A brief note of caution about exit strategies in the Unified Messaging category: Over the years I’ve seen several companies in this space get cocky because they thought they understood Telcos or nassumed a B-School buddy who worked for a CLAC or other telco as a biz development specialist offered a profitable and quick egress path. The problem with this ytpe of thinking is that in most phone companies, biz development specialists arefive or six layers away from decision makers and that most long-term execs in t his space are from another industrial age. Having said that, I would hope that Sprint, Verizon or Cingular would add the features of grandCentral as a value adder for wireless voice and data accounts. Of course, if they did they would no longer be able to charge for like-services they now have as revenue centers. Don’t believe me, go to www.grandcentral.com and check it out.

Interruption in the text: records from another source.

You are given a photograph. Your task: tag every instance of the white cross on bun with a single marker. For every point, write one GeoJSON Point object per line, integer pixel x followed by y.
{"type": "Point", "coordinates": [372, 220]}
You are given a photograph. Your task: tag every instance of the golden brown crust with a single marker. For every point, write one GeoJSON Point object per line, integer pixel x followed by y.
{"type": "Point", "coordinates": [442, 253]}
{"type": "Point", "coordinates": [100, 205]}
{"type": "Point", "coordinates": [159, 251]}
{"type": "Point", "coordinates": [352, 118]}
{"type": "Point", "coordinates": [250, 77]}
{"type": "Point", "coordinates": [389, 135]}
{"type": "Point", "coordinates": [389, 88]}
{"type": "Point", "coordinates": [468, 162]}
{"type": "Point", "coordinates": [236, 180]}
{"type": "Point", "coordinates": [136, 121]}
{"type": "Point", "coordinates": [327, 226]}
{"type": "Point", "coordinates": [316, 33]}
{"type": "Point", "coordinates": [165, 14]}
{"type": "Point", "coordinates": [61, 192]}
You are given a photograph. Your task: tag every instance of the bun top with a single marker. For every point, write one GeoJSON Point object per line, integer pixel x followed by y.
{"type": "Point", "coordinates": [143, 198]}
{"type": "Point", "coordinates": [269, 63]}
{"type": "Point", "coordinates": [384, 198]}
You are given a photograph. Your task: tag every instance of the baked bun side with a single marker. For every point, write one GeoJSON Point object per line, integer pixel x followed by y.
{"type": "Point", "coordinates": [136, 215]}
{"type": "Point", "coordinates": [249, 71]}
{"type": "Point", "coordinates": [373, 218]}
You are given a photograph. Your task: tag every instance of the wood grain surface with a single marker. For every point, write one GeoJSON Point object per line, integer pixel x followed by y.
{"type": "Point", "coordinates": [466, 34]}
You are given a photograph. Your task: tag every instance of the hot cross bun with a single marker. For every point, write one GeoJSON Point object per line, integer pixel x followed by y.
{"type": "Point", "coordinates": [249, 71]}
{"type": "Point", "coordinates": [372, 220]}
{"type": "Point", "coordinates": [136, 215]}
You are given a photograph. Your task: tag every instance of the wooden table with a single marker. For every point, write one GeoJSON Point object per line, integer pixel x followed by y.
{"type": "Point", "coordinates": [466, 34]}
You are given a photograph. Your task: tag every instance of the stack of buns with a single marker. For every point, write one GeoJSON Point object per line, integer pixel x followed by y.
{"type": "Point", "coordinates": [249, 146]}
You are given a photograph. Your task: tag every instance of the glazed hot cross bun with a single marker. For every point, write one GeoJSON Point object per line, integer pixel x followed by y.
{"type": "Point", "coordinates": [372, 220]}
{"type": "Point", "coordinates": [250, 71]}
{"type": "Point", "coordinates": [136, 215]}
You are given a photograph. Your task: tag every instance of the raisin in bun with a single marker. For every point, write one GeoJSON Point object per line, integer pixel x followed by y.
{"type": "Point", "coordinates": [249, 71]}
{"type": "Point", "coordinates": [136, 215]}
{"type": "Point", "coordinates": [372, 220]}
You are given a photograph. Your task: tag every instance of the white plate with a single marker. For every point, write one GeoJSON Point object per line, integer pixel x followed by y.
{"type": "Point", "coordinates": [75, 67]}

Pinger—the Pinger instant voice messaging service is another one of the applications that really caught my attention at Demo. What I like about pinger is it lets me send voice mails to individuals or groups regardless of what cell carrier they use. I also think this applications voice interface hits a high note in usuability. Pinger makes it easy to upload individual and group numbers and or to any phone from www.Pinger.com . It’s a sure bet that any of the people headed to my house for Thanksgiving dinner are going to get a Pinger message or two in the days and hours before I begin carving the turkey. Come to think of it, you can do the same for your family since if you sign up before Oct.1, the service will be free for the first six months.
Well, in the words of my childhood idol, Bugs Bunny, “That’s All (for now)”. I need to hit the bunny trail up to my ancestral home in Azusa, CAto take my aged mother out for an airing and some grocery shopping.—Jim Forbes 09/28/2006. More on Demo later today.